By The Editor
The Victorian Treasury department advised the incoming Baillieu Government immediately after the election that tax cuts were needed in a range of areas; otherwise Victoria would become highest taxing state in Australia by the middle of the decade.
The Age’s report revealing Treasury’s advice is a timely reminder about the necessity of lowering business taxes and slashing red tape in the face of increased competition from New South Wales.
Treasury advised the Government that it should pursue a strategy where the overall tax take was no higher than the national average. Victorians are expected to pay $15.4 billion in taxes this financial year, which equals 4.6 per cent of the state’s economy – higher than the national average of 4.07 per cent.
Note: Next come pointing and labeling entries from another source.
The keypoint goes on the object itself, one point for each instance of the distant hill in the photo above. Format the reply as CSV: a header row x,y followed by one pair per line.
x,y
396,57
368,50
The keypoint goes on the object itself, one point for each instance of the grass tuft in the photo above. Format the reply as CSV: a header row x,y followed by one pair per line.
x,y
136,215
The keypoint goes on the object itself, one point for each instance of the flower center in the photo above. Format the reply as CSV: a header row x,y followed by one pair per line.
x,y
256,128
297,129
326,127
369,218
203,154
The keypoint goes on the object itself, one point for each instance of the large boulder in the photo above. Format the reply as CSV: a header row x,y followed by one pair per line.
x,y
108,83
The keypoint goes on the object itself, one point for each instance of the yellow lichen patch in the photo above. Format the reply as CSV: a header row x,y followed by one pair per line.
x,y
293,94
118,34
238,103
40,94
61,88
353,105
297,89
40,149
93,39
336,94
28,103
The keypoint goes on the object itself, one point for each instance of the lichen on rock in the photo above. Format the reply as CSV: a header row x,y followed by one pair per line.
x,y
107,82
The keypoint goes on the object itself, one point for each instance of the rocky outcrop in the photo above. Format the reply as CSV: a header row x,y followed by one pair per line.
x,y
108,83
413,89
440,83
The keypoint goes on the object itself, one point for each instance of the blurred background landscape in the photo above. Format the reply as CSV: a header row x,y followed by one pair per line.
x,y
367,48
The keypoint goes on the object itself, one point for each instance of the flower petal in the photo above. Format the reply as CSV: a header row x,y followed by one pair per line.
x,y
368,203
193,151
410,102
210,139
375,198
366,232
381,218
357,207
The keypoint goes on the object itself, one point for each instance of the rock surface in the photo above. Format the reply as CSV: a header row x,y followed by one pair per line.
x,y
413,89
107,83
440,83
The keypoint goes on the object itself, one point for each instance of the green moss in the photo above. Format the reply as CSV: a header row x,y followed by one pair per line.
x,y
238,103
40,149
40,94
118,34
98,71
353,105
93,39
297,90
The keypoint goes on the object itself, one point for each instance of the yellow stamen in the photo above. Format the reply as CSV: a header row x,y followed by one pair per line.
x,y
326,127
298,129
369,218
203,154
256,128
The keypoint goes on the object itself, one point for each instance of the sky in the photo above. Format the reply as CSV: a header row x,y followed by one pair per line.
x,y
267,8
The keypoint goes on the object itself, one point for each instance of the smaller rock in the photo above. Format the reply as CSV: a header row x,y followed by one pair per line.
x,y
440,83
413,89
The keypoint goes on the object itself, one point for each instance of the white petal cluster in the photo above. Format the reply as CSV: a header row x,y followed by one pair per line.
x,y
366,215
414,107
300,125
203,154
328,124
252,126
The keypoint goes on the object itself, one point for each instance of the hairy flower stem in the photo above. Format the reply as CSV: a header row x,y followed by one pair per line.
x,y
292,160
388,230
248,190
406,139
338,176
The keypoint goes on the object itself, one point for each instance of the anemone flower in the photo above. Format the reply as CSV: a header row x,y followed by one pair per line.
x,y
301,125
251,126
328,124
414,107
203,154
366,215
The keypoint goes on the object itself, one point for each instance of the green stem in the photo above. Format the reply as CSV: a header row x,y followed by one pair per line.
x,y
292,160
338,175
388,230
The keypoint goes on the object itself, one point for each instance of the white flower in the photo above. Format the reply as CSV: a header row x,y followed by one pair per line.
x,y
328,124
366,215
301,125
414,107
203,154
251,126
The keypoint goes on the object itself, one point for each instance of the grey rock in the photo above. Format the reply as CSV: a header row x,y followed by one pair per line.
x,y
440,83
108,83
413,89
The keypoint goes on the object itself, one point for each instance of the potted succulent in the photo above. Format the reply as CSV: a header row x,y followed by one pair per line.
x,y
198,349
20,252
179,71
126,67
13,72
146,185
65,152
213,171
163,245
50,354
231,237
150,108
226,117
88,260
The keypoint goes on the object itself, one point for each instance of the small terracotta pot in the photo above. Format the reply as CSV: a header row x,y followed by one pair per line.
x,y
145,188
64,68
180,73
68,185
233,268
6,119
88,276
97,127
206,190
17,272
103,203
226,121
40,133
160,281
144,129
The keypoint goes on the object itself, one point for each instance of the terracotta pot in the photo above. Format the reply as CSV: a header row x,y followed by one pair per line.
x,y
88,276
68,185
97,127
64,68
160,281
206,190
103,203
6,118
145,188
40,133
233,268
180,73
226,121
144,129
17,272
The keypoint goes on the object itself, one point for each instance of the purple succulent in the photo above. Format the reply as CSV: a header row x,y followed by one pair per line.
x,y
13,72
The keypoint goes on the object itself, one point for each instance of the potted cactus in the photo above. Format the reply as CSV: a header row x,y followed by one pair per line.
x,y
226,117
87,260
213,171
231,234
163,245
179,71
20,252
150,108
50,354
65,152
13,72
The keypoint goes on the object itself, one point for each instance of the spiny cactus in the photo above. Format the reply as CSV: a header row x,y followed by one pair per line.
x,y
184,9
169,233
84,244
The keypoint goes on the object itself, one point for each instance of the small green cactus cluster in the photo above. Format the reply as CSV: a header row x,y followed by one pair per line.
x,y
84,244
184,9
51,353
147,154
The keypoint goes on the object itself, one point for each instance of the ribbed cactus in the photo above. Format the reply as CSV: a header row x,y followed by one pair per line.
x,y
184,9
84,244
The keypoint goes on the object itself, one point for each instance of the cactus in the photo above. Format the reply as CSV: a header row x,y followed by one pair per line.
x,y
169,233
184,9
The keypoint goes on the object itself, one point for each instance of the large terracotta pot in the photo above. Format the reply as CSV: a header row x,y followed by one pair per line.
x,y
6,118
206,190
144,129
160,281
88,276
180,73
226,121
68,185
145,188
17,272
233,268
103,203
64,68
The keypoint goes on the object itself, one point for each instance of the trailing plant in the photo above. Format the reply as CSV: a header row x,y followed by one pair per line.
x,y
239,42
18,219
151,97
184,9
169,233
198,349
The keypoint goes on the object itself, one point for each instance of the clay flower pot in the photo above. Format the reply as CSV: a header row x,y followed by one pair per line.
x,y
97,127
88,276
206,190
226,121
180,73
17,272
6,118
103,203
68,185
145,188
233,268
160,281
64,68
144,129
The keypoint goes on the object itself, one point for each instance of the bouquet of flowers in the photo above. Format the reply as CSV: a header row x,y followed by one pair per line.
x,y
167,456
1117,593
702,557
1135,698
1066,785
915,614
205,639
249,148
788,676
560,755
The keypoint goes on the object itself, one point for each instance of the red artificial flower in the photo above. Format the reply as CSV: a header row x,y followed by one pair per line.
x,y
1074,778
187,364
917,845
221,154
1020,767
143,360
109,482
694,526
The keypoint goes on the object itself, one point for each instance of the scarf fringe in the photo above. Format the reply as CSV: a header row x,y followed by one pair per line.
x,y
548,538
The Baillieu Government faced a fiscal squeeze early in its term, with Commonwealth Grants Commission payments cut, Commonwealth infrastructure payments deferred, expenditure black holes and infrastructure costs associated with summer floods.
Our strong view is that payroll taxes deserve attention as they are a tax on jobs.
Another area of improvement identified was the high rate of stamp duty, including business stamp duties, and cutting business red tape which Treasury calculates is costing the state economy $4-5 billion each year.
We’ve previously proposed many options for cutting red tape, including a single payment form for state taxes, a priority list of SME red tape reduction targets, and a reduction in the number of state regulators.
Planning and environmental laws also come under the Treasury microscope as areas for greater efficiency.
To its credit, the Baillieu Government has already begun work cutting red tape, but as the Treasury advice reveals, there is more to be done.